Это действительно так. В древней Казани существовали ювелирные мастерские, где изготавливались различные женские и мужские украшения. Хранилось всё это богатство, разумеется, не в мечети, а в большом ханском дворце, вероятнее всего в его глубоких каменных подвалах. Знать, где именно и в каком количестве складировано богатство ханства, доверялось немногим государственным служащим. Но один из них о состоянии государственной казны должен был знать непременно. Назывался такой чиновник – «Аталык», что примерно соответствует званию Высшего государственного чиновника Казанского царства. В 1552 году эту должность занимал некий Чапкун Отучев.
Так вот, 20 августа 1552 года войско Ивана Грозного встало в шести верстах от Казани на так называемом Царёвом лугу.

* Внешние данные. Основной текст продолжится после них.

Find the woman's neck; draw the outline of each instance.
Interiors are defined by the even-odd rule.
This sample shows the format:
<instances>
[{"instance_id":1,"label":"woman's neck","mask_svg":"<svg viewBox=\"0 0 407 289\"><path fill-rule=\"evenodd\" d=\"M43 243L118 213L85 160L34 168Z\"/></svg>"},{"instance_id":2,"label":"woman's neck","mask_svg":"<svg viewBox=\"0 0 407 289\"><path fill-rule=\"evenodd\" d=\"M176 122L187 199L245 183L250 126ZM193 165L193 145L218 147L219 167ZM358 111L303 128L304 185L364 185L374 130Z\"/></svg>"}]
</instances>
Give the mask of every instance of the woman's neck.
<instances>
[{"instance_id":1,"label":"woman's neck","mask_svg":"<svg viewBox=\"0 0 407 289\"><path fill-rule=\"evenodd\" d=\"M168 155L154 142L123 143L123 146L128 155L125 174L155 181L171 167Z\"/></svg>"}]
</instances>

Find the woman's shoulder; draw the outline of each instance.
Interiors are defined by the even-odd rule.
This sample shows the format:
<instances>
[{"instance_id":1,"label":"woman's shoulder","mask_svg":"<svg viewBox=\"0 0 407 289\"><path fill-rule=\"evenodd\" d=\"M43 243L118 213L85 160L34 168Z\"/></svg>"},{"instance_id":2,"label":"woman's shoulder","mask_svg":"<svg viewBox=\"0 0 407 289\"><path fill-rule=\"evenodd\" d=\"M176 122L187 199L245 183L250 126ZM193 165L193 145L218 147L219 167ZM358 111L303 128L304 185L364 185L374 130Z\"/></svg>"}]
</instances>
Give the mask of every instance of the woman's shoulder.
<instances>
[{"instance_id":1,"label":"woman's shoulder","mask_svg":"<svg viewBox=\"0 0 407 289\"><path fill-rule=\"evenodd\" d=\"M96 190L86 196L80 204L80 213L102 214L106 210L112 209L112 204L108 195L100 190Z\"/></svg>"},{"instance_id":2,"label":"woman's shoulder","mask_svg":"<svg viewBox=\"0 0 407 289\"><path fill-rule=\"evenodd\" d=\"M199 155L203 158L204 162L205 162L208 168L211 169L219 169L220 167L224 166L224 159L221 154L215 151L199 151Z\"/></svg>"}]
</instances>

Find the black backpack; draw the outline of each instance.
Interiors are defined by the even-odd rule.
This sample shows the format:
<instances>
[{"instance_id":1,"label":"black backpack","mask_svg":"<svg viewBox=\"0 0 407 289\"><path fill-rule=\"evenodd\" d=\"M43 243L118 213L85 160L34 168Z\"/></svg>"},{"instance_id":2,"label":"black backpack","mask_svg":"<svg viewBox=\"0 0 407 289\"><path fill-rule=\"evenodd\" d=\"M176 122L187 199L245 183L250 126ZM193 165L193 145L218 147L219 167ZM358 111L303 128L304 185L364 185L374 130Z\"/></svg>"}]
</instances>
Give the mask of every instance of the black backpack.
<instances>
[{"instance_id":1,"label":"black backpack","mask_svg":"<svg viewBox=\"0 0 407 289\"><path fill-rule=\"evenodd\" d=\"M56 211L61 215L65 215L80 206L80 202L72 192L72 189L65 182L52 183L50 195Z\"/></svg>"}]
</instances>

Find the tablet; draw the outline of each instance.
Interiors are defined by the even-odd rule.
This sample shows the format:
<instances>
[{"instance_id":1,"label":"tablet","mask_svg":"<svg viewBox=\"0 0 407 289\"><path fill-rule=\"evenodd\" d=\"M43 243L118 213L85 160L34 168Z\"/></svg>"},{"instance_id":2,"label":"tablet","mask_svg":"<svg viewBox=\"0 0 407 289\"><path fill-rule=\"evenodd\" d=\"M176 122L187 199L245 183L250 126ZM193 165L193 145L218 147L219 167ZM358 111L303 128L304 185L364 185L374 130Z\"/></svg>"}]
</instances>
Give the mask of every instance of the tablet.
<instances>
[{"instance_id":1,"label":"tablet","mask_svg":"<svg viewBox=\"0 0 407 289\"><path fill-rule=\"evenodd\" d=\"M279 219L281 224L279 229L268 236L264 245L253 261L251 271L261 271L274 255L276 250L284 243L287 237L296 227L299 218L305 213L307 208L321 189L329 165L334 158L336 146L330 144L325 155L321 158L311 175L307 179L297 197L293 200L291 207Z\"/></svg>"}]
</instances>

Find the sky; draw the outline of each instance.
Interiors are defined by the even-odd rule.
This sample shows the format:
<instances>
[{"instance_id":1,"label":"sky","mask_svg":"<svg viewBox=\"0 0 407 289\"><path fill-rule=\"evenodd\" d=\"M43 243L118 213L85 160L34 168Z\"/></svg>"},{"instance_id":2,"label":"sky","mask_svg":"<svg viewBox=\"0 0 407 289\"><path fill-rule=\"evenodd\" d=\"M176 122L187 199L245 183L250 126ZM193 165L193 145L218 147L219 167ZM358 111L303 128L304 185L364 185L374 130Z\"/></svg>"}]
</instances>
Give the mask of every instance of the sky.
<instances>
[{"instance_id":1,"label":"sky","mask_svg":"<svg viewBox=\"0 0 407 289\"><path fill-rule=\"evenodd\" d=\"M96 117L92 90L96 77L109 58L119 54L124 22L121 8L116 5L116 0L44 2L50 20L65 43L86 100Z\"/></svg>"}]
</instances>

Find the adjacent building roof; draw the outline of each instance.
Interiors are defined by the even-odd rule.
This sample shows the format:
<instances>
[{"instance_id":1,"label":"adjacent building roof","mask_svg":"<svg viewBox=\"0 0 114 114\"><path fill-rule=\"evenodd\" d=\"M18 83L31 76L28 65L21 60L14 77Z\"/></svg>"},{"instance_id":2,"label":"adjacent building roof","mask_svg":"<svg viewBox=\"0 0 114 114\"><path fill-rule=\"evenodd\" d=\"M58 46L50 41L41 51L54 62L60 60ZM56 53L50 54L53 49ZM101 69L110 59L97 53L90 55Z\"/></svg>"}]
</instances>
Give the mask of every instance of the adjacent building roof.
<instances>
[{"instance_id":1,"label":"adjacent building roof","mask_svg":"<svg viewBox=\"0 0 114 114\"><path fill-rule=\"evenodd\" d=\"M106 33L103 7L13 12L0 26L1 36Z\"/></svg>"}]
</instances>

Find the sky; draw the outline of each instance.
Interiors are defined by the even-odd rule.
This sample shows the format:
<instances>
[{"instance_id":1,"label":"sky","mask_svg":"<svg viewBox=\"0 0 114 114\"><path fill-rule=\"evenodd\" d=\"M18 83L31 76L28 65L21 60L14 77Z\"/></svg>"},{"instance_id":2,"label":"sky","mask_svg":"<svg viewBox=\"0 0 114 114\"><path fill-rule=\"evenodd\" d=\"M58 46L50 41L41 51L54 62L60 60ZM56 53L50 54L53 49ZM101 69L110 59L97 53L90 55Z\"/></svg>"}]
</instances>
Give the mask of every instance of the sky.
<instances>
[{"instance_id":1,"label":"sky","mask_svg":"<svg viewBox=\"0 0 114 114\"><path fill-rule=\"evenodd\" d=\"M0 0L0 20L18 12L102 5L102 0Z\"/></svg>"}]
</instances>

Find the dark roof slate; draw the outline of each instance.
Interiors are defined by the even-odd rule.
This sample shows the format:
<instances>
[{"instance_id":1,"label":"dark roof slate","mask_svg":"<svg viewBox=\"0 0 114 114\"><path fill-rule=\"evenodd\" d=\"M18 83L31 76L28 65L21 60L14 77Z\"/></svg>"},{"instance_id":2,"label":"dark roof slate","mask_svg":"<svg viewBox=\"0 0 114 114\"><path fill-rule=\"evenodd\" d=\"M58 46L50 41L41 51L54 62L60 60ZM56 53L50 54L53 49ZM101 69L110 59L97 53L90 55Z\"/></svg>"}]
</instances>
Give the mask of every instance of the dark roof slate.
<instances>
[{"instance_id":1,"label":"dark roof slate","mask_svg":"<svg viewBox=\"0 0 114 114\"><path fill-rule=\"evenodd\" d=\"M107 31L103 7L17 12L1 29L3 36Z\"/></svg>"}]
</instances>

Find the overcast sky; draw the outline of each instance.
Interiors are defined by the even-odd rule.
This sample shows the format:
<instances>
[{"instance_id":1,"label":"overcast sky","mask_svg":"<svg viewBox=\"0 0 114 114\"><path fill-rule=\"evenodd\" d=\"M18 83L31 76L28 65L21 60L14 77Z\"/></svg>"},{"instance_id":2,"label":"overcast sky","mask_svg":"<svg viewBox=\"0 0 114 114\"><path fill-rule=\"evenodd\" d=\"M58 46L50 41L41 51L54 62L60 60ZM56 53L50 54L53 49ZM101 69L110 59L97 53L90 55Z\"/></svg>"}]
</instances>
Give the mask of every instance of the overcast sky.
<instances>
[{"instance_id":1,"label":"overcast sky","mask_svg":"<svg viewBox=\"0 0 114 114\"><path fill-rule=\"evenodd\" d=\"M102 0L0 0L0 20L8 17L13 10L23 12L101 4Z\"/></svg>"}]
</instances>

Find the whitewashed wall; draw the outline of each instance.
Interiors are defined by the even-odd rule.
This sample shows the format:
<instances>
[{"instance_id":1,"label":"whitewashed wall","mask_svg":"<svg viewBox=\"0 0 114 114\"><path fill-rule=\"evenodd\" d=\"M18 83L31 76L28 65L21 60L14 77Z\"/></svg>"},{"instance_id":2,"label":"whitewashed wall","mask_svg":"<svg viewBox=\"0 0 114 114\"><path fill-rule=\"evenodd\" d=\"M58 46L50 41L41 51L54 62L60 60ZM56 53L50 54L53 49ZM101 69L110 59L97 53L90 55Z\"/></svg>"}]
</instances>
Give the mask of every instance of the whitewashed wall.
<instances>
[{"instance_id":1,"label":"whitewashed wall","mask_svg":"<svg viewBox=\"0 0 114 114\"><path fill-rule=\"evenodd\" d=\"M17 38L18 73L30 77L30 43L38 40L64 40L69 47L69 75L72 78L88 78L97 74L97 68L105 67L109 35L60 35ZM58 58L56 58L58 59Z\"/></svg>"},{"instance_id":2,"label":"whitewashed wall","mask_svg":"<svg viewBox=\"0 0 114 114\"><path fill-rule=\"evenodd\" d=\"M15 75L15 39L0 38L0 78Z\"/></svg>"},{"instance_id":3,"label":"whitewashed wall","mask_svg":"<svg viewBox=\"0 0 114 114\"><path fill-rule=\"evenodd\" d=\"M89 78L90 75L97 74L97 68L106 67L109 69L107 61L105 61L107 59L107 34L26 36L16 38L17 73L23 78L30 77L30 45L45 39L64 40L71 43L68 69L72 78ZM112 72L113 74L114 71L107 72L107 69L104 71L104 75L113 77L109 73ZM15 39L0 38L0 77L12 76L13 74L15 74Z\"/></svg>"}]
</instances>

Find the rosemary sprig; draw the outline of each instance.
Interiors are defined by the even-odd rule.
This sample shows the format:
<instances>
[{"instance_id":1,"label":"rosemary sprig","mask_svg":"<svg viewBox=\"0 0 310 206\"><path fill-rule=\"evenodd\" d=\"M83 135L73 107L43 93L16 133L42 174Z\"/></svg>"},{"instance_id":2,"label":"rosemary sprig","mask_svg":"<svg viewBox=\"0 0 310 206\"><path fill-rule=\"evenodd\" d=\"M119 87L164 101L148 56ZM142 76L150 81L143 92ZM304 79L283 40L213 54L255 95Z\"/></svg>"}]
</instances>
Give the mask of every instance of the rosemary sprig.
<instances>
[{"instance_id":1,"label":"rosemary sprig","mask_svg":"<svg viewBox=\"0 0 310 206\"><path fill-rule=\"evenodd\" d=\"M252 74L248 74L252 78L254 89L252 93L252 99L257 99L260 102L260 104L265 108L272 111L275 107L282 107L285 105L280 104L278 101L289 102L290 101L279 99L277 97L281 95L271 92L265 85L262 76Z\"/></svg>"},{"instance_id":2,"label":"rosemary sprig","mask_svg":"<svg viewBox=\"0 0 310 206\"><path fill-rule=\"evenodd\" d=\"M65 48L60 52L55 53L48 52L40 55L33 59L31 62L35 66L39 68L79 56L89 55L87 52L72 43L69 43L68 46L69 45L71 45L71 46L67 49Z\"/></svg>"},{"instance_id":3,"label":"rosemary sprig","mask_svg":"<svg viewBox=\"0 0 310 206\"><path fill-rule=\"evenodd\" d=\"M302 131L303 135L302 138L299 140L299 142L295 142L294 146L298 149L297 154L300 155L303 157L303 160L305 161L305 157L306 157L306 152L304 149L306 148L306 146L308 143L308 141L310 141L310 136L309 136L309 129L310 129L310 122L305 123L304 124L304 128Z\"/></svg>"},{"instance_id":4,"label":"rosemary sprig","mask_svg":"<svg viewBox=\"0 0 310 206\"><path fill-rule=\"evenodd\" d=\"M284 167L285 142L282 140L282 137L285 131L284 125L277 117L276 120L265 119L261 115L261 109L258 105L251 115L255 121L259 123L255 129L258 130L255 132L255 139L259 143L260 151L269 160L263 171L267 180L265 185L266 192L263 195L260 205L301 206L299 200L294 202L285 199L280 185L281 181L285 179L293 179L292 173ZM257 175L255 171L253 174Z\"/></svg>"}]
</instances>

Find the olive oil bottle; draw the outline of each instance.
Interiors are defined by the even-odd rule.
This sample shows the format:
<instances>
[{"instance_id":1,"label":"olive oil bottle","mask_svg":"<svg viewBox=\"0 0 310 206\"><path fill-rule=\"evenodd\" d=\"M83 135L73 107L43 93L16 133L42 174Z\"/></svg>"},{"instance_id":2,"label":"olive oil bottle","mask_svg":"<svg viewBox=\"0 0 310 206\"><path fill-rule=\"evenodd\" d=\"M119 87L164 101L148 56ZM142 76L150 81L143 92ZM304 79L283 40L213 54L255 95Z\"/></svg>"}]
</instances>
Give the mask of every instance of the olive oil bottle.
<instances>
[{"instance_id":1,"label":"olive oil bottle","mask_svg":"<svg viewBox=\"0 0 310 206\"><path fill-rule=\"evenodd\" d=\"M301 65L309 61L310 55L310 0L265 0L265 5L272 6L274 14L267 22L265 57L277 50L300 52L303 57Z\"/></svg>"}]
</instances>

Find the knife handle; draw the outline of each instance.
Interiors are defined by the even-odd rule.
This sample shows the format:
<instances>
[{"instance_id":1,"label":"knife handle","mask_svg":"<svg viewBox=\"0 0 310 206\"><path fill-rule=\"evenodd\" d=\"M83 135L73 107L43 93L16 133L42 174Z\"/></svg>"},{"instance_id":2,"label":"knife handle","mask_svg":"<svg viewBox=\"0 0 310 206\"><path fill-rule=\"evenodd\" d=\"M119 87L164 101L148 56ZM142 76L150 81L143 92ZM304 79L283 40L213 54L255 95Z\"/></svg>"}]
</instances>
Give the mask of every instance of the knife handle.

Позади была Волга, а впереди, на высоком холме виднелась крепость с каменными мечетями, красивым дворцом, высокими башнями и высокими дубовыми стенами. 21 и 22-го августа экспедиционные войска выгружали пушки, порох, ядра и прочие припасы с судов, стоящих у берега. А 23-го с рассветом, войска двинулись к городу и окружили его плотным кольцом. По наведённому мосту передовые части перешли тинный Булак, текущий к городу из озера Кабан, и, видя перед собой на расстоянии не более как в двухстах саженях (426 м.) царские палаты, мечети и стены, повернули в сторону, чтобы выйти на Арское поле. Но тут отворились крепостные ворота и 15000 татар, конных и пеших высыпали из крепости. Началась, как выражались в те времена «великая сеча». Сомкнув ряды, русские войска отступили назад. Казанцы тоже вернулись за крепостные стены. Это была первая серьёзная стычка, приведшая к крупным потерям с обеих сторон. Ночь прошла относительно спокойно, и Иван Грозный без помех расставил свои полки вокруг осаждённой крепости.
На другой день, как гласят хроники, сделалась необыкновенно сильная буря: сорвала царский и другие шатры, много было потоплено судов на Волге, и была некоторая растерянность в стане русского царя. Царь Иван Грозный послал грамоты в Москву и Свияжск за съестными припасами, за тёплой одеждою для воинов, за серебром и готовился зимовать под Казанью.
Осада столицы Казанского ханства продолжалась до 2-го октября 1552 года. 2 октября город был захвачен полностью. 3-го хоронили погибших при штурме. 4-го в половине десятого утра царь Иван-IV въехал в покорённый город и осмотрел ханский дворец. Грабить казну у него не было ни малейшего намерения. Не за этим ехали. Летописец написал по этому поводу две очень точно характеризующие сложившуюся обстановку фразы.
«Иван Грозный велел переписать казну царёву и печатию своею запечатати, да не згинет от неё ничто же». «На себя же Государь не велел имати ни единые медницы, ни полону, токмо единого царя Едигер Магмета и знамёна царские, да пушки градские…».
Все вроде ясно из приведённых отрывков и без перевода. К хранилищам были приставлены стрельцы с ружьями под командованием воеводы, – охранять от расхищения народное добро. Есть даже воспоминания современников, в которых говорится, что когда «Грозный» осмотрел несколько кучек мешков с медной монетой, то, презрительно попинав один из них сапогом, строжайше наказал сопровождающим его лицам использовать остатки денег исключительно на поддержание порядка в городе и снабжения пищей насущной его неимущих жителей. Вот вам и грабители, вот вам и завоеватели. Беспокоятся о снабжении припасами жителей почти полтора месяца сопротивлявшегося города.
У Вас не создаётся впечатления, о том, что брать-то в хранилищах было просто нечего. Как говорят в таких случаях – «Господа! Всё украли до нас». После такой фразы кладоискатели обычно начинают ломать голову над двумя основополагающими вопросами. Вопрос первый: – Кто спёр? И вопрос второй: – Куда он потом всё спёртое дел?